Semantic Similarity Observations

1. Similarities between “cat”, “monkey”, and “banana”:
When using the en_core_web_md model, I noticed that:

“cat” and “monkey” have a moderate similarity (≈ 0.39) because both are animals.

“monkey” and “banana” also show a moderate similarity (≈ 0.37), likely reflecting the real-world association that monkeys eat bananas.

“cat” and “banana” have low similarity (≈ 0.23), showing they are unrelated concepts.

“apple” and “banana” have a very high similarity (≈ 1.0), as they are both fruits.

Example of my own:
If I compare “car”, “bus”, and “apple”, I would expect “car” and “bus” to be more similar (both vehicles), while “apple” would have low similarity to either, since it is a fruit.

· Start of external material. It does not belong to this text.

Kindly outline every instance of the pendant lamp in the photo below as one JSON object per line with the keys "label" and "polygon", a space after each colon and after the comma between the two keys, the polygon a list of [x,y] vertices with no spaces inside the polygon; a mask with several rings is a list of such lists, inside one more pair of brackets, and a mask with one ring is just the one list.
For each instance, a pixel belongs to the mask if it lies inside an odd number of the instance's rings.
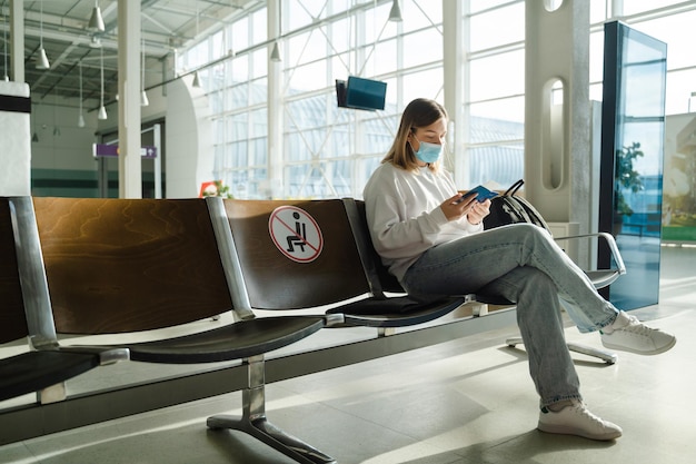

2. Comparison with en_core_web_sm:
When I ran the same example using the small model (en_core_web_sm), I noticed that:

The similarity scores were less intuitive and sometimes inconsistent. For example, “cat” and “banana” had a higher similarity than expected, and “apple” and “banana” were lower than in the medium model.

Conclusion:

The medium model (en_core_web_md) provides more meaningful and realistic similarity scores for both words and sentences, while the small model (en_core_web_sm) may produce unreliable results for semantic similarity tasks.